Alternatively, the zones are made of different materials and are
linked together in fluid communication. For example, the different
zones can be in direct or indirect fluid communication. In this
instance, the different zones can be jointed end-to-end to be in
fluid communication (for example see FIG. 3C), overlapped to be in
fluid communication (for example see FIG. 3B), or be communicated
by another member, such an joining material, which is preferably
bibulous such as filter paper, fiberglass or nitrocellulose. In
using a joining material, a joining material may communicate fluid
from end-to-end joined zones or materials including such zones,
end-to-end joined zones or materials including such zones that are
not in fluid communication, or join zones or materials that include
such zones that are overlapped (such as but not limited to from top
to bottom) but not in fluid communication.

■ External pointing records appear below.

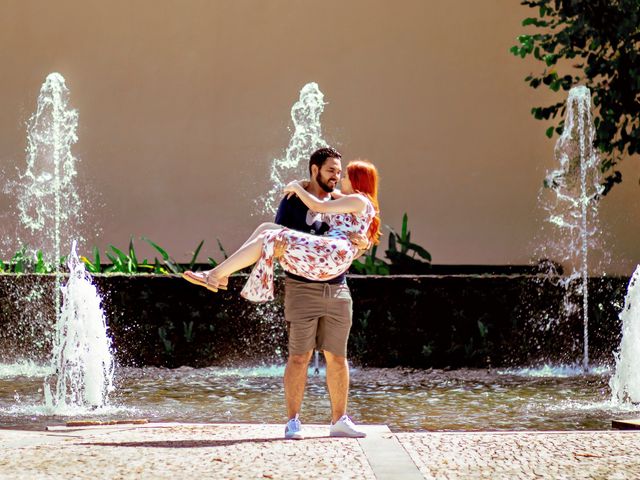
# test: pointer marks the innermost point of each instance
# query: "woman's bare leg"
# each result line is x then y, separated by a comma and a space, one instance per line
246, 255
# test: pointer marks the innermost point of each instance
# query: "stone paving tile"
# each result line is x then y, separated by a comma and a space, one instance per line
189, 451
510, 455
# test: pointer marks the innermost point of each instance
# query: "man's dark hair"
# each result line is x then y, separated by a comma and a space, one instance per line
320, 156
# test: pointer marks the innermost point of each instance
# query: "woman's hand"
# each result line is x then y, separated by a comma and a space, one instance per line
293, 188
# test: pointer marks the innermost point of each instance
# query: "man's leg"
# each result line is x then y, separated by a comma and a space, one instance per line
337, 384
295, 379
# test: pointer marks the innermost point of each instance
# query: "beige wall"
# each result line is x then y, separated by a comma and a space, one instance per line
183, 104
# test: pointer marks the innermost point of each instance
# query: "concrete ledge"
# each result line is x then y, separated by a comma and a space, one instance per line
631, 424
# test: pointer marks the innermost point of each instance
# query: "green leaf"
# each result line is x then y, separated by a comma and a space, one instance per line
132, 253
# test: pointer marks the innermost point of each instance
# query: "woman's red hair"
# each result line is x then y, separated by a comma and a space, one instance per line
363, 176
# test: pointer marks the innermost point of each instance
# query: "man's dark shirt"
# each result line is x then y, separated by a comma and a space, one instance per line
293, 213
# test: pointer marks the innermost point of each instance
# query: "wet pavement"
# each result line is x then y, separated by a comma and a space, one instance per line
180, 450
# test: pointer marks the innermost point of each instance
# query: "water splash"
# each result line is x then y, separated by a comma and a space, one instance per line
48, 203
307, 137
625, 383
82, 357
576, 187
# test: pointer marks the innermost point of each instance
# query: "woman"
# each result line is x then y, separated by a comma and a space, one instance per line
310, 256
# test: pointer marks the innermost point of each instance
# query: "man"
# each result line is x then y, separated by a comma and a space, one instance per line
318, 314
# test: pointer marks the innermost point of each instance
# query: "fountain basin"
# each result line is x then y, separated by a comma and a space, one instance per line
403, 399
422, 321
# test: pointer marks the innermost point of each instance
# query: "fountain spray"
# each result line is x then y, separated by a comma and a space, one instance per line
306, 138
577, 187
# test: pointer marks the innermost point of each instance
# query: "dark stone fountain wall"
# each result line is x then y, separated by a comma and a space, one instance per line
415, 321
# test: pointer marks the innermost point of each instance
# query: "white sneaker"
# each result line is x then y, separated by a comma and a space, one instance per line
293, 430
345, 428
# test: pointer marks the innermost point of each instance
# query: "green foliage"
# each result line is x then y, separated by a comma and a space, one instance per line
122, 261
405, 256
602, 40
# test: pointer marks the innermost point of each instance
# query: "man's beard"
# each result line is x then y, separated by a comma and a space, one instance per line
327, 188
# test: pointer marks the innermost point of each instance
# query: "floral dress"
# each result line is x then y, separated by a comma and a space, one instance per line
316, 257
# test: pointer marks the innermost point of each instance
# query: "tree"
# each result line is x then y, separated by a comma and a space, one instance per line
604, 37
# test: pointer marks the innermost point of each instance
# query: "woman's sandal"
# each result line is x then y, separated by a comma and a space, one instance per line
192, 277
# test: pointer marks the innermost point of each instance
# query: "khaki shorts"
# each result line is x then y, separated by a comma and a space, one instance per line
318, 316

[0134] When and if a test strip 3 includes an adulteration control
zone, the adulteration control zone can be placed before or after
the results determination zone. When a control zone 11 is present
in the results determination zone on such a test strip 3, then the
adulteration control zone is preferably before the control zone,
but that need not be the case. In the aspect of the present
invention where a test strip is a control test strip for the
determination of an adulteration analyte and/or a control, then the
adulteration control zone can be placed before or after the control
zone, but is preferably before the control zone.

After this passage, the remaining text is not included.